ABC is leaning into live and event programming and building on existing franchises as it looks to bring some “swagger” back to broadcast television.
The broadcaster revealed a slew of new shows this morning at the TCA winter press tour including The Bachelor: Listen to Your Heart, a new installment in the network’s popular reality franchise; classic TV game show Supermarket Sweep, a new incarnation hosted and executive produced by Saturday Night Live alumna Leslie Jones; and a return of Who Wants to Be a Millionaire with Jimmy Kimmel
ABC Entertainment president Karey Burke said that the network would be prioritizing live and unscripted programming. “Our strategy going forward is to present one live or big tentpole event every month,” she said, highlighting the primetime Jeopardy! specials and a live episode of The Connors. “At ABC we are creating big, culturally impactful entertainment events that deliver enormous audiences.”
Burke said the network has “momentum” and intends to build on it. “I’m proud to be at the helm of the network, and my team and I are honored to be doing our part to bring some much needed swagger back to broadcast television,” she said.
She admitted that a decision on the next installment of the Kimmel-fronted take on Norman Lear’s classic shows in Live in Front of a Studio Audience would take place in the coming weeks.
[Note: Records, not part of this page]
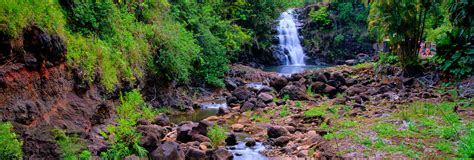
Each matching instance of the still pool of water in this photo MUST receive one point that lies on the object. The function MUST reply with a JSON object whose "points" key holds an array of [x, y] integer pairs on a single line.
{"points": [[291, 69], [196, 116]]}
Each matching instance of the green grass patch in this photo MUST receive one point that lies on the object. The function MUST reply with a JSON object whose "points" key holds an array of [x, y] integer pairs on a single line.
{"points": [[388, 130], [217, 135], [362, 65], [314, 112], [444, 146], [284, 111], [11, 144], [71, 146]]}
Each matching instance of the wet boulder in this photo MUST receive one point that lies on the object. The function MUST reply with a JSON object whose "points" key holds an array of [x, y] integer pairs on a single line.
{"points": [[242, 93], [168, 150], [277, 131], [247, 106], [355, 89], [184, 132], [195, 154], [281, 141], [265, 97], [202, 126], [320, 77], [162, 120], [230, 84], [278, 83], [222, 154], [295, 92], [250, 143], [152, 134], [231, 140]]}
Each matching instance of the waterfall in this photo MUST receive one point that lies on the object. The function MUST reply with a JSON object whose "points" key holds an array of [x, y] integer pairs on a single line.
{"points": [[289, 39]]}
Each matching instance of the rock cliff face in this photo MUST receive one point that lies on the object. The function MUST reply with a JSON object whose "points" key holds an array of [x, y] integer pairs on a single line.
{"points": [[341, 39], [38, 93]]}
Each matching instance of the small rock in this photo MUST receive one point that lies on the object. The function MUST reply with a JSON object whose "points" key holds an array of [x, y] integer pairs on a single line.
{"points": [[152, 134], [250, 143], [290, 129], [278, 83], [302, 154], [200, 138], [162, 120], [222, 111], [277, 131], [281, 141], [321, 77], [237, 127], [132, 157], [242, 93], [168, 150], [143, 122], [265, 97], [294, 92], [184, 132], [193, 153], [231, 140], [247, 106], [230, 84], [318, 87], [222, 154]]}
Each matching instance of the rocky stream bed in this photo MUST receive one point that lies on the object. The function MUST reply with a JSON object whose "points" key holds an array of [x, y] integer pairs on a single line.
{"points": [[266, 116]]}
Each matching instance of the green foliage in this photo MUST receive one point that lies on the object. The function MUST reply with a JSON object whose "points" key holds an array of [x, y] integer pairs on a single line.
{"points": [[94, 17], [17, 15], [320, 16], [444, 146], [466, 144], [10, 143], [362, 65], [71, 146], [387, 130], [214, 61], [404, 24], [455, 53], [284, 111], [339, 39], [286, 98], [315, 112], [298, 104], [85, 155], [124, 138], [217, 135], [387, 58]]}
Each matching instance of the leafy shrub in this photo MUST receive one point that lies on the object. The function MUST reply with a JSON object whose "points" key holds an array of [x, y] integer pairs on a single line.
{"points": [[320, 16], [217, 135], [177, 53], [85, 155], [17, 15], [214, 62], [314, 112], [387, 58], [284, 111], [466, 144], [339, 39], [455, 54], [124, 138], [92, 17], [70, 145], [10, 144], [286, 98]]}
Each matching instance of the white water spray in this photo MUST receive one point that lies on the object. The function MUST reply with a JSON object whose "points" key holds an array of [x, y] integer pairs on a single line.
{"points": [[289, 39]]}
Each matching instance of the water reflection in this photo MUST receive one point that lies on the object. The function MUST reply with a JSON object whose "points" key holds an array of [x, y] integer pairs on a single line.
{"points": [[291, 69]]}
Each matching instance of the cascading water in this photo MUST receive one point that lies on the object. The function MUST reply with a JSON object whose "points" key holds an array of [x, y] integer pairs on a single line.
{"points": [[289, 39]]}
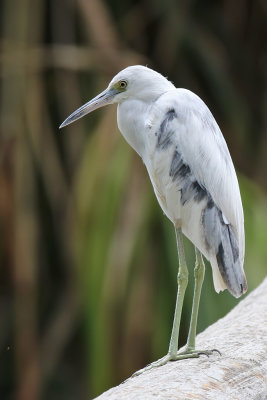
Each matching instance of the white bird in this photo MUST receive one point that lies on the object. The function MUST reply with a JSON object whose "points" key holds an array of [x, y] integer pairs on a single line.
{"points": [[193, 177]]}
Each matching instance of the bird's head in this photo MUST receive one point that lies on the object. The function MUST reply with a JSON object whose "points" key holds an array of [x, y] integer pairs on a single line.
{"points": [[136, 82]]}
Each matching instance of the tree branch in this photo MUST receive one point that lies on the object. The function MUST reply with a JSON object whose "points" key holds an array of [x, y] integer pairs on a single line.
{"points": [[240, 373]]}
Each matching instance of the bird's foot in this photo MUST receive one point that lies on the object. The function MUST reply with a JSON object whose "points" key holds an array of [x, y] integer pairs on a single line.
{"points": [[181, 355]]}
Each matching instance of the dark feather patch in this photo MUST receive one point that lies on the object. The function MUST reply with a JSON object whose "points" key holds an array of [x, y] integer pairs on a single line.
{"points": [[185, 180], [165, 133]]}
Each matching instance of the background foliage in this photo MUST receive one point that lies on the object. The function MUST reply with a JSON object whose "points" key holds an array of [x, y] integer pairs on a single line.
{"points": [[88, 261]]}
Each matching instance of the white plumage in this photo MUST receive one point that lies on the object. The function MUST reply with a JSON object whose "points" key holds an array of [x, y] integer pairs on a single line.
{"points": [[196, 135], [193, 177]]}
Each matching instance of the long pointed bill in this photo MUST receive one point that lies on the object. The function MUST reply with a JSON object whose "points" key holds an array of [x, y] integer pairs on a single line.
{"points": [[101, 100]]}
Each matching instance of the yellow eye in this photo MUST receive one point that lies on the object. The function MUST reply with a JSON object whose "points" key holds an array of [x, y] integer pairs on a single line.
{"points": [[123, 84]]}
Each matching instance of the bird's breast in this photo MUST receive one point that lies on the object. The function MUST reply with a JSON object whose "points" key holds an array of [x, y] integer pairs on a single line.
{"points": [[131, 116]]}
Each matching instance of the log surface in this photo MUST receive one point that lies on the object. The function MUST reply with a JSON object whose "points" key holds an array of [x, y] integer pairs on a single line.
{"points": [[239, 374]]}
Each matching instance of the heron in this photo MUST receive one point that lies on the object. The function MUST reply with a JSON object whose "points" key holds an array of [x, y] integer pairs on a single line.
{"points": [[194, 180]]}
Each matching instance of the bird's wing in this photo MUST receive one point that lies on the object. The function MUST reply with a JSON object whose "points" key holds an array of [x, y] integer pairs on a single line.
{"points": [[202, 147]]}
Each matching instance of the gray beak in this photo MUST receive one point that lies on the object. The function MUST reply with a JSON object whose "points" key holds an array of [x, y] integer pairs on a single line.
{"points": [[101, 100]]}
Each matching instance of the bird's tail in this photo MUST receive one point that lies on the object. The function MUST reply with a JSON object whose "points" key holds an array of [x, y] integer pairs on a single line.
{"points": [[224, 251], [229, 263]]}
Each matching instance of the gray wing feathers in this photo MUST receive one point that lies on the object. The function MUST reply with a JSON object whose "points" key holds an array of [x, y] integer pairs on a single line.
{"points": [[202, 148]]}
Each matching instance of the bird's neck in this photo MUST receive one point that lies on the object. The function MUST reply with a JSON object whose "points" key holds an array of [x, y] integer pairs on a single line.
{"points": [[131, 115]]}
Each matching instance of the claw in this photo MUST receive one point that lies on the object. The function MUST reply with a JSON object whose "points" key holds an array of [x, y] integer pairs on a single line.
{"points": [[216, 351], [204, 353]]}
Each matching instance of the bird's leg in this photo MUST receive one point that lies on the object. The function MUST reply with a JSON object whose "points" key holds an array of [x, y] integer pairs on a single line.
{"points": [[182, 280], [199, 273]]}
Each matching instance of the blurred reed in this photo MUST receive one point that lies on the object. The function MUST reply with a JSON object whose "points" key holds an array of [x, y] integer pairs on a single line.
{"points": [[88, 261]]}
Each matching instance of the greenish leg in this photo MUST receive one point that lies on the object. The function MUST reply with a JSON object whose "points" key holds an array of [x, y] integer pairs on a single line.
{"points": [[182, 280], [199, 273]]}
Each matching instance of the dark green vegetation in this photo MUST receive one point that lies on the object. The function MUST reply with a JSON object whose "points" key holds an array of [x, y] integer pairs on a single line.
{"points": [[88, 261]]}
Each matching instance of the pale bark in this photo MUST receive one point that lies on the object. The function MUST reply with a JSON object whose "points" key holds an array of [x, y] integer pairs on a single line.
{"points": [[240, 373]]}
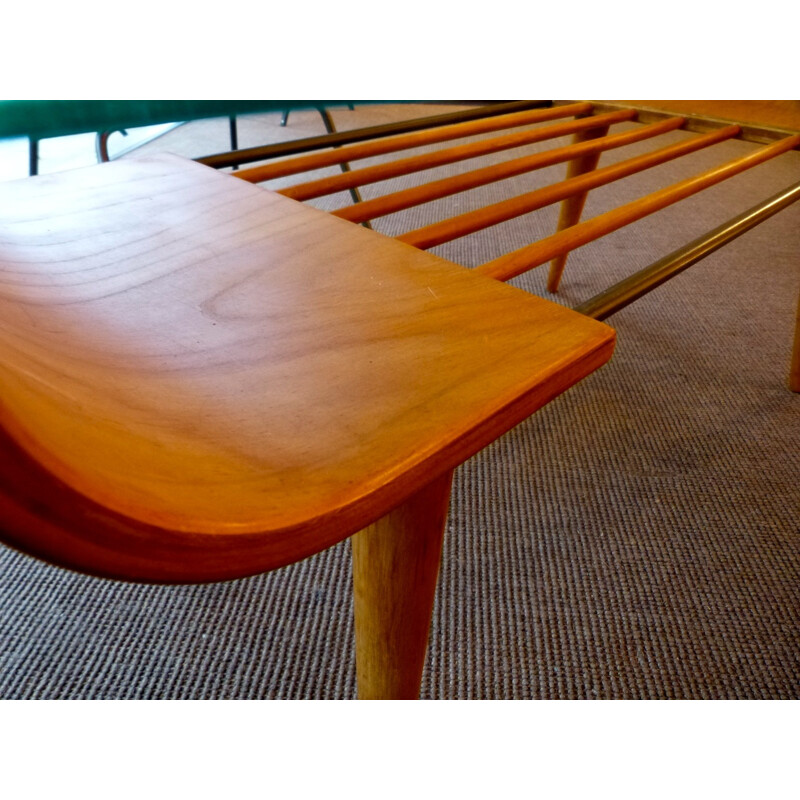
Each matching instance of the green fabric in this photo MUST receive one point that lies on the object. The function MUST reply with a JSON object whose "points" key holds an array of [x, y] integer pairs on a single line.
{"points": [[40, 119]]}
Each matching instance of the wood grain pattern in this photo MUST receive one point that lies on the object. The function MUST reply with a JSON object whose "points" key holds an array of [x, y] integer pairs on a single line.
{"points": [[454, 227], [405, 141], [519, 261], [395, 567], [406, 166], [203, 380], [424, 193]]}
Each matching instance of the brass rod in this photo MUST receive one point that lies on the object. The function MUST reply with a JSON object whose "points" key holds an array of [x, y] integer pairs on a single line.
{"points": [[281, 149], [435, 190], [622, 294], [472, 221], [375, 147], [519, 261], [405, 166]]}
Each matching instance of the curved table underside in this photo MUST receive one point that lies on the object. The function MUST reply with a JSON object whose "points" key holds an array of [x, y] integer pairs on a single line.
{"points": [[202, 380]]}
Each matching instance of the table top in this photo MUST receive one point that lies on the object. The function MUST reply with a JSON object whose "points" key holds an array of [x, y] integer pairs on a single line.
{"points": [[207, 361]]}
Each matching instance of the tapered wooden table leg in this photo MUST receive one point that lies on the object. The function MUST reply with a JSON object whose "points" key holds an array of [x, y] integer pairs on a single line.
{"points": [[395, 568], [794, 368], [572, 207]]}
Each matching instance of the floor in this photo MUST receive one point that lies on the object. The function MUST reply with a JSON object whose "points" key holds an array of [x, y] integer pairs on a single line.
{"points": [[70, 152]]}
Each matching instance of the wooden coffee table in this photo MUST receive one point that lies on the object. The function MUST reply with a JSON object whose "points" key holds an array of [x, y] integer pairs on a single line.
{"points": [[203, 380]]}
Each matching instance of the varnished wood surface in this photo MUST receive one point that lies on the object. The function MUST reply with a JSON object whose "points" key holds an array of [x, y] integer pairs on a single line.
{"points": [[395, 567], [203, 380]]}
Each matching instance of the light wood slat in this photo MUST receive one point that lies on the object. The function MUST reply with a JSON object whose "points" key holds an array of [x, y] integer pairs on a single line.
{"points": [[406, 166], [572, 207], [416, 195], [472, 221], [376, 147], [519, 261]]}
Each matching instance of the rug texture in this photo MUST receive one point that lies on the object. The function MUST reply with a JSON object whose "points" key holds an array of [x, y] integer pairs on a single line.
{"points": [[639, 538]]}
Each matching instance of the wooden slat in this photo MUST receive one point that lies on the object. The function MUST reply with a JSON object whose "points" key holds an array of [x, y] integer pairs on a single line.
{"points": [[423, 161], [202, 380], [519, 261], [416, 195], [473, 221], [293, 166], [697, 123]]}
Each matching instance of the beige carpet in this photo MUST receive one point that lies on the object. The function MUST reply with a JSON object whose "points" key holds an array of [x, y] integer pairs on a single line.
{"points": [[638, 538]]}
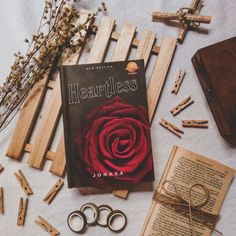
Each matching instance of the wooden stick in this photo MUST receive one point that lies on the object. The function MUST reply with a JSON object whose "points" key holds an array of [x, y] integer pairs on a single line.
{"points": [[195, 123], [184, 27], [181, 106], [54, 191], [159, 74], [1, 201], [172, 128], [23, 182], [23, 204], [135, 43], [1, 168], [176, 16], [46, 226], [178, 81]]}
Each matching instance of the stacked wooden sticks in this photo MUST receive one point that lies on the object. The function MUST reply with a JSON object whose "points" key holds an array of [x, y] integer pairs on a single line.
{"points": [[186, 16]]}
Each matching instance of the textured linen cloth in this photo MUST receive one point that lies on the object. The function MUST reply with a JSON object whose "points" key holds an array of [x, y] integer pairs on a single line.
{"points": [[20, 18]]}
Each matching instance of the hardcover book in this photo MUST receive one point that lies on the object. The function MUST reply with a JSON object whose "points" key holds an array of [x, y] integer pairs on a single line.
{"points": [[215, 68], [106, 124]]}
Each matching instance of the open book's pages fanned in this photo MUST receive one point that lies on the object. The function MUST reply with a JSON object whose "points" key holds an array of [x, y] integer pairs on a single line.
{"points": [[189, 197], [106, 124]]}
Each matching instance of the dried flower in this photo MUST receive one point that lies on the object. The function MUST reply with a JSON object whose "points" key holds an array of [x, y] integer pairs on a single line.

She also said that she and her team, including reality chief Rob Mills, are looking for new properties that “can thrive specifically on broadcast and cater to tens of millions of people.”
The former Freeform boss talked up its association with streaming platform Hulu, which she said helped it “significantly broaden [its] reach to a younger audience” but dismissed any suggestion that ABC was in a “dogfight” with Disney sibling services such as Disney+ for content. She did, however, make another dig at the fact that the popularity of some streaming services has been built on classic broadcast shows. “Shows like Modern Family, Seinfeld, Friends, The Office and The Big Bang Theory are helping to build new platforms, but they were built on a broadcast platform,” Burke said. “So while the 250th episode of Modern Family might be its last, we know it’s far from the last that we’ll be hearing about it.”
Scripted wasn’t entirely left off the table today. Burke, who was involved in the development and production of shows such as Friends and Mad About You during her tenure at NBC, announced a sequel of 1980s drama Thirtysomething. Marshall Herskowitz and Ed Zwick’s series received a pilot order with four members of the original cast returning. “The show became so deeply embedded in pop culture,” Burke said.